The towering trees of Tuli are yet another reason for the area being nicknamed the 'Land of Giants' as the huge Mashatu Tree with its Nyala berries, the oddly 'upside down' Baobab tree and the abundant Mopane tree all stretch up into the sky, making even the Elephants appear small.
Lastly, the main attraction of the area is the prolific African wildlife found here. Made up of a number of privately-owned farms that have been converted to private game reserves, including the well-known Northern Tuli Game Reserve and the Mashatu Game Reserve, the Tuli area is known for its phenomenal game viewing. Wide open savannah plains are home to huge herds of Zebra, Wildebeest and a variety of antelope, while Lion, Elephant, Cheetah and Leopard are also regularly sighted.

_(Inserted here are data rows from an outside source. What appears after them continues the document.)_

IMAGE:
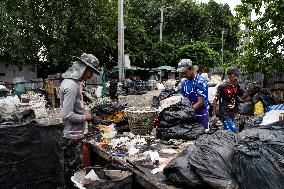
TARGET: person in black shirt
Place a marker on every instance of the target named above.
(227, 96)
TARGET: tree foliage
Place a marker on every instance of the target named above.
(264, 51)
(59, 29)
(200, 54)
(63, 29)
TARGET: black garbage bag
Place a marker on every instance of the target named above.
(245, 108)
(31, 157)
(176, 114)
(258, 162)
(155, 102)
(212, 159)
(181, 174)
(265, 97)
(185, 131)
(254, 122)
(107, 109)
(166, 94)
(25, 117)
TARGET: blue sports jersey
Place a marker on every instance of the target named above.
(198, 86)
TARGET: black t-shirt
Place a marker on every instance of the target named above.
(227, 96)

The Tuli Block is located 500 kilometres (310 miles) from both Johannesburg and Gaborone. Those choosing to drive to Tuli from South Africa should always check the status of the Limpopo River, as it is unnavigable by vehicles when in flood. The border post at Pont Drift between South Africa and Botswana is open from 08h00 and 16h00 and these times are strictly enforced.
The final 45 kilometres (27.9 miles) of the journey from Gaborone is not tarred and can be in a poor condition especially after heavy rain.
While there are no scheduled flights into Tuli, there is a private airstrip in the Tuli Conservation area to which one can charter a flights from any South African or Zamibian airport. or from within Botswana.
The Tuli bush experiences two seasons. The dry season occurs for most of the year with the landscape becoming drier and drier, especially towards the winter months around June to August. This is considered possibly the best time to visit Tuli as the starker bush makes spotting game much easier. Temperatures range from the mid 20's (75°F) during the day to 10°C (50°F) or colder at night and visitors are advised to pack warmer clothes and to wear layers.
The rainy season is usually hot and humid and occurs between October and May. Temperatures soar to over 30°C (86°F) and the added rain changes the barren landscape into a lush green oasis teeming with new-born wildlife and hundreds of birds.